The second book has Janna perform the same role of helper with a another old lady , Annie, not as beloved to her as Maudie became, but still representing that running thread of the pre WW2 generation's spirit and intransigence (not to mention the complex and fraught relationships with the Social Services sector, that all-female world ). It also heralds the entrance of the younger niece and the man with whom Janna falls in love. Both of these people drive me perfectly insane . It is a testament I think, to Lessing's writing that she makes them seem utterly real, leaves one wanting to speak to them - shout at them in the niece Kate's case. I can't remember a damaged character in a book for whom I felt less sympathy. Kate spends her entire time lying around unwashed, eating biscuits with the headphones on . Oh, and visiting a squat whose members she has round and who trash Janna's pristine place. If taxed about anything she cries, gets frightened and has tantrums and flounces off.....and this continues for months and months and months. Other niece , successful Jill not only won't have her even to stay with her and her boyfriend but blames aunt Janna for not doing better by her. And their mother , Janna's sister, thinks similarly, only more so. The force of writing is such that I did believe that Janna would let this happen, against my will I was made to believe it !
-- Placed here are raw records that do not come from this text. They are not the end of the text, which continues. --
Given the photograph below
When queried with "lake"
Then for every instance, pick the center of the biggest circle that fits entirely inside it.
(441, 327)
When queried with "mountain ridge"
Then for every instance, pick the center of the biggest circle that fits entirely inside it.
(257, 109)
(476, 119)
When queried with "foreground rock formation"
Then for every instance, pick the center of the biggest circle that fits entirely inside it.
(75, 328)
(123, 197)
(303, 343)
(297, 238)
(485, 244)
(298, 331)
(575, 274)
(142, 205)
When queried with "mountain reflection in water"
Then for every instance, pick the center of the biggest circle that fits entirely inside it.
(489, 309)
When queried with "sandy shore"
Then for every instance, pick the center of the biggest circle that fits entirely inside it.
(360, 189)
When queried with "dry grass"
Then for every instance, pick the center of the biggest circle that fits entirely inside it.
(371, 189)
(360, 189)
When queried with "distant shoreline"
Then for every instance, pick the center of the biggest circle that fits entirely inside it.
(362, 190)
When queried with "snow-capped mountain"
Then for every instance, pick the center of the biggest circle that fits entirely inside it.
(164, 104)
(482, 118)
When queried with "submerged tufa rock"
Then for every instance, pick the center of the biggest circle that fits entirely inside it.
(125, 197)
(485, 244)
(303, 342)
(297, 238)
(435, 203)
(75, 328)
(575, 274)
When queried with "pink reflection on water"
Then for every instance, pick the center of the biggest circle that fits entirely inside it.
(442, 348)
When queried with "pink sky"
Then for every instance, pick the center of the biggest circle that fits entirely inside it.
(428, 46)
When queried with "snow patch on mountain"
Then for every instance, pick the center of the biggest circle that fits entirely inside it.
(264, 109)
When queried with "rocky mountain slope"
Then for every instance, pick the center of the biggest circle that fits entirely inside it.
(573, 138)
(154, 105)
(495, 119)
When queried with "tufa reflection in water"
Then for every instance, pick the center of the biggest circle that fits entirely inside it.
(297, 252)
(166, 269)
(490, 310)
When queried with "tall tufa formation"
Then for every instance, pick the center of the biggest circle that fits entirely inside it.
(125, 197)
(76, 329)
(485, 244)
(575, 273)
As I believed in her falling in live with Richard, a handsome enigmatic American . Obviously married and just as obviously never going to do anything about that. Their relationship, never consummated, is based on fleeting meetings, kisses on park benches , hiding in dark restaurants and the like . Enter next infuriating young person, his daughter Kathleen ( at this point I wondered if maybe Kate and Kathleen were somehow the same person and Janna was hallucinating them both!) Kathleen follows them, appearing mournfully and silently outside restaurants or on the next park bench etc. She resists being spoken to or asked to come and talk , preferring to drift off into the rain until next time. Meanwhile Kate is still back at Janna's flat ,escalating her behaviour as she believes she needs more attention( Well, she does evidently, but professional help, one would have thought be more useful. Everyone acknowledges this at some level, but it never eventuates)
Eventually Richard's other child Matthew makes an entrance, coming to a rendezvous instead of his father . He has with him a photograph Janna gave Richard of herself when young and announces, amongst other things, that he loves Janna . For me the weakest part of the book is next, for Janna falls in love with him whilst disliking him totally. The dislike part is perfectly understandable, it's the in love part that isn't. Had this been written as desire, - for heaven knows Janna has been without physical love for a long time and the physical is important to her - I could have borne it , but in love? I don't think so ! Fortunately , nothing comes of it. Nor of the completely ( to me ) preposterous suggestion that the mournful Kathleen comes to live with Janna , when Richard and the rest of the family return to America. Kate by this time is going to live with Hannah, a worker the magazine, in her lesbian feminist commune. Lessing has Richard say some very unpleasant misogynist things about Hannah , indeed the whole last quarter of the book has characters defaming feminism and extolling blessed motherhood. It about this point I think, that I realised that all the male characters seem flawed in the same way - they are all, despite being successful in many ways , deeply inadequate at some level, all need propping up by women, not least in the area of ego and self worth. Heaven knows the female characters have flaws too, but these all seem different from each other , more varied, more complex.
A very interesting read, as is probably evident , I am still personally affected by it!